THE TRAINING OF A NATURALIST_LECTURES ON THE HARVARD CLASSICS

THE TRAINING OF A NATURALIST

But the voyage of the Beagle meant more to Darwin than the mere opportunity to see the world; it trained him to be a naturalist. During his five years at sea he learned to work, and to work under conditions that were often almost intolerable. The Beagle was small and cramped, and the collections of a naturalist were not always easily cared for. The first lieutenant, who is described by Darwin in terms of the highest admiration, was responsible for the appearance of the ship, and strongly objected to having such a litter on deck as Darwin often made. To this man specimens were “d—d beastly devilment,” and he is said to have added, “If I were skipper, I would soon have you and all your d—d mess out of the place.” Darwin is quoted as saying that the absolute necessity of tidiness in the cramped space of the Beagle gave him his methodical habits of work. On the Beagle, too, he learned what he considered the golden rule for saving time, i. e., take care of the minutes, a rule that gives significance to an expression he has somewhere used, that all life is made of a succession of five-minute periods.

Darwin, however, not only learned on the Beagle how to work against time and under conditions of material inconvenience, but he also acquired the habit of carrying on his occupations under considerable physical discomfort.
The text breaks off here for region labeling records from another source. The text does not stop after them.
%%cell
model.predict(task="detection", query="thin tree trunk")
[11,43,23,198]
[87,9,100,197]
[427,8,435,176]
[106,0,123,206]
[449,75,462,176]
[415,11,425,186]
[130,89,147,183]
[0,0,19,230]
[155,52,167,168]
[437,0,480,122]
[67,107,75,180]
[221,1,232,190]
Although he was probably not seriously ill after the first three weeks of the voyage, he was constantly uncomfortable when the vessel pitched at all heavily, and his sensitiveness to this trouble is well shown in a letter dated June 3, 1836, from the Cape of Good Hope, in which he said: “It is lucky for me that the voyage is drawing to a close, for I positively suffer more from seasickness now than three years ago.” Yet he always kept busily at work, and notwithstanding the more or less continuous nature of this discomfort, he was not inclined to attribute the digestive disturbances of his later life to these early experiences.
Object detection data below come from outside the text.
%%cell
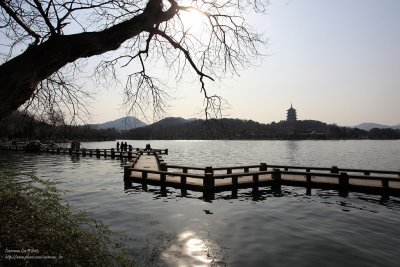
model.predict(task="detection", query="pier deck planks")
[126,155,400,195]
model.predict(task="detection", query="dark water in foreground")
[0,141,400,266]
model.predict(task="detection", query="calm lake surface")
[0,140,400,267]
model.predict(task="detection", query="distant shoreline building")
[286,104,297,121]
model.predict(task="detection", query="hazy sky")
[90,0,400,126]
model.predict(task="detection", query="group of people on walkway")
[71,140,81,150]
[117,141,133,152]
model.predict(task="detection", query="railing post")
[124,165,132,189]
[253,174,259,193]
[203,167,215,200]
[331,166,339,173]
[339,172,349,197]
[260,163,268,172]
[142,171,147,190]
[382,178,389,200]
[160,173,167,197]
[181,169,188,197]
[231,176,238,198]
[306,168,311,196]
[271,169,282,195]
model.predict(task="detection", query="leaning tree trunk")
[0,0,170,120]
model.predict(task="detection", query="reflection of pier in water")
[124,151,400,200]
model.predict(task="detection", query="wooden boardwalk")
[0,143,168,159]
[124,154,400,199]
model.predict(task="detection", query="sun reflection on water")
[161,231,222,267]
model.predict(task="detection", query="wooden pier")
[0,144,400,200]
[124,153,400,200]
[0,143,168,160]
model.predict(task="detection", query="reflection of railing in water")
[124,155,400,199]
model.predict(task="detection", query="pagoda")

The return voyage found his spirits somewhat subdued. Writing to his sister from Bahia in Brazil where the Beagle crossed her outward course, he said: “It has been almost painful to find how much good enthusiasm has been evaporated in the last four years. I can now walk soberly through a Brazilian forest.” Yet years after in rehearsing the voyage in his autobiography he declared: “The glories of the vegetation of the Tropics rise before my mind at the present time more vividly than anything else.”